Steven Blier, Artistic Director of the New York Festival of Song, has written, "Just as Poulenc illuminated the poetry of Apollinaire and Eluard... Chris Berg clarifies O'Hara... He musicalizes O'Hara's words with an expert sense of timing, a perfect balance of recitative and tunefulness and a dry sense of humor... Berg is able to carry on the traditions of Paul Bowles's perfect miniatures. In this subtle blend of music, words, and silence, he locates the poem's furtive sensuality..." The O'Hara songs date from 1985–88, and a number of them have been recorded by Paul Sperry (Albany CD). There are also recordings of "Poem" ("Lana Turner has collapsed!"), by Chris Pedro Trakas and Carl Halvorsen, and this song is also included in an anthology of "American Encores," edited by Paul Sperry and published by Oxford University Press.

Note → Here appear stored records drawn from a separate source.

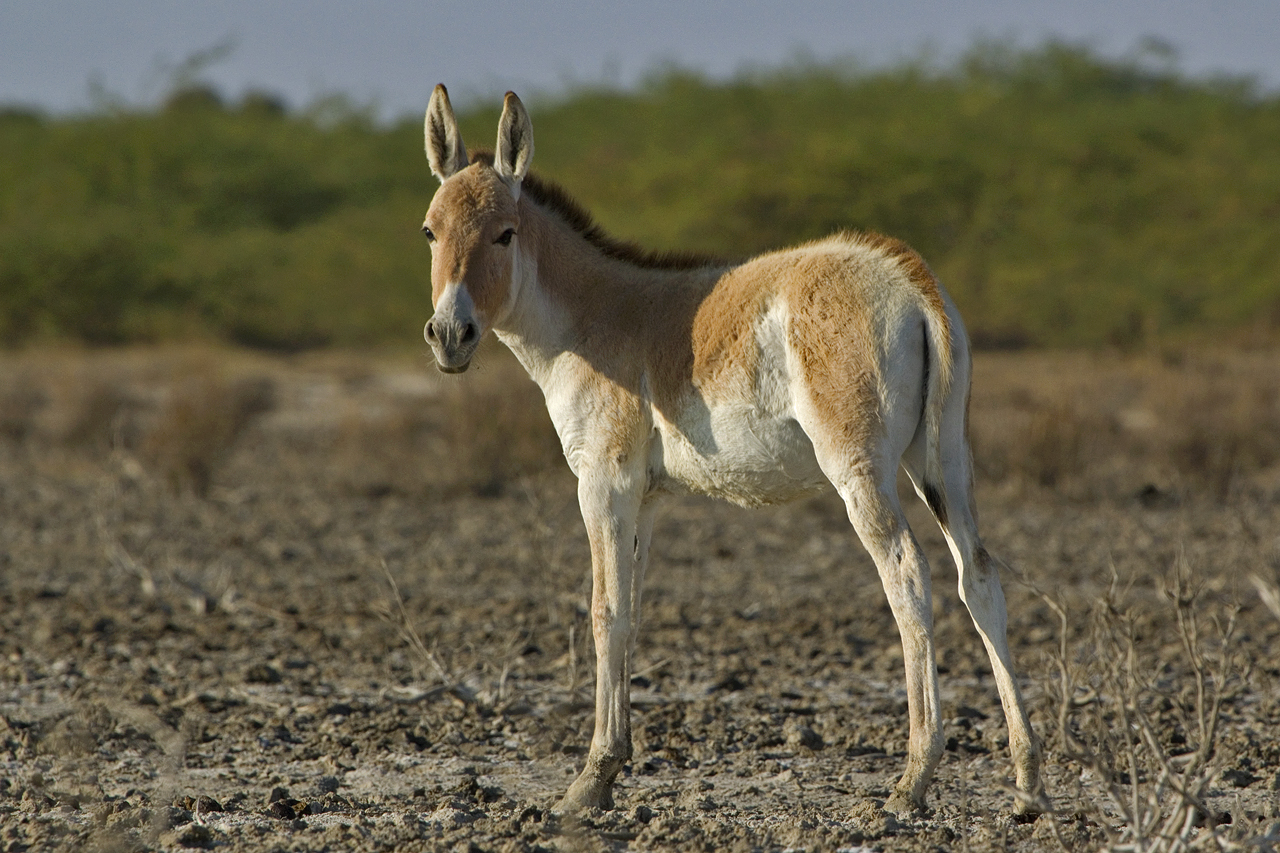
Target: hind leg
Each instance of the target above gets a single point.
(984, 597)
(876, 514)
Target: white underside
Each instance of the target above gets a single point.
(746, 451)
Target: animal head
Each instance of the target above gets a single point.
(474, 228)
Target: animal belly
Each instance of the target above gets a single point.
(740, 456)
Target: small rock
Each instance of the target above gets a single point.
(871, 819)
(263, 674)
(452, 815)
(288, 808)
(1239, 778)
(800, 735)
(195, 835)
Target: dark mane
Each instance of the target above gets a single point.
(552, 197)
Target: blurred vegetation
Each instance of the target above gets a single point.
(1064, 199)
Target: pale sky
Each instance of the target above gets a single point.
(389, 54)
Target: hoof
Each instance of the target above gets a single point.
(903, 806)
(1028, 807)
(585, 793)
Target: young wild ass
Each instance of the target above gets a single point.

Among Berg's earlier songs are settings of Gertrude Stein, Stevie Smith (a cycle with orchestra, commissioned for and premiered by Janice Felty, called "Not Waving but Drowning"), Vladimir Nabokov (a cycle for high soprano, composed at the request of soprano Iris Hiskey), Tim Dlugos, and Nellie Hill. A number of these songs can be heard on an Opus One LP, sung by mezzo Janice Felty. Berg has also composed a Mass for soprano solo, chorus, and orchestra, two string quartets (one with voice in all four movements), a piece for English horn and actress (recorded by Thomas Stacy and Elaine Stritch on a Cala CD), "Five Russian Lyrics," for baritone and piano trio, on poems of Perry Brass, and anumber of works commissioned by the vocal chamber group, the Mirror Visions Ensemble. These include settings of texts by Lawrence Ferlinghetti, Erik Satie (a cantata on a section of his autobiography called "Intelligence and Musicality Among the Animals"), Robert Desnos, Stephane Mallarmé, and a 25-minute "Portrait en Miniature de Madame de Sévigné," first performed at the Musée Carnavalet, theMuseum of the History of Paris, in March 2002 and re-engaged for eight more performances there in 2003. Many of these works are available on an Albany CD under the general title "Un Américain à Paris."
The New York Festival of Song featured his O'Hara settings on its opening concert of the 2003–04 season, "The New York Poets." Pianist Bennett Lerner features his music in a 2003 world tour which took one major piano piece ("Ossessione: Hommagio a F[erruccio] B[usoni]") and four shorter ones to New York, Boston, Pittsburgh, Miami, Bangkok, Paris, and Tokyo. Lerner's subsequent recording of this repertoire was released on an Albany 2-CD set, "Music By My Friends."
Berg has been the recipient of grants from Meet the Composer, American Music Center, The National Endowment for the Arts, the Martha Baird Rockefeller Fund for Music, and has been a Yaddo fellow. His works are published by Tender Tender Music, distributed exclusively by Classical Vocal Repertoire. Berg's opera, "Cymbeline," based closely on Shakespeare's play was showcased in 2009 at the Opera Grows in Brooklyn series at Galapagos Art Space. He has most recently composed an orchestral rhapsody, "We Have Heard the Chimes at Midnight", commissioned and performed by the Santa Fe (NM) Community Orchestra, another orchestral work, "Love Letter (for Bastiaan)", two books of Nocturnes and Preludes for piano, "Two Poets, As Seen by Another," for baritone, bassoon and piano, on texts by Ilse Gilbert, commissioned by Downtown Music Productions in 2007, and "Four Episodes and an Epilogue, for cello and piano, commissioned for the Russian cellist Svetlana Kossyreva-Lishcke.
A musical, Back Home: The War Brides Musical, which he created in collaboration with Frank Evans (lyrics) and Ron Sproat (book) has been produced in New Hope, PA, at the Spirit of Broadway Theater in Connecticut, and at the New York Music Theater Festival 2007.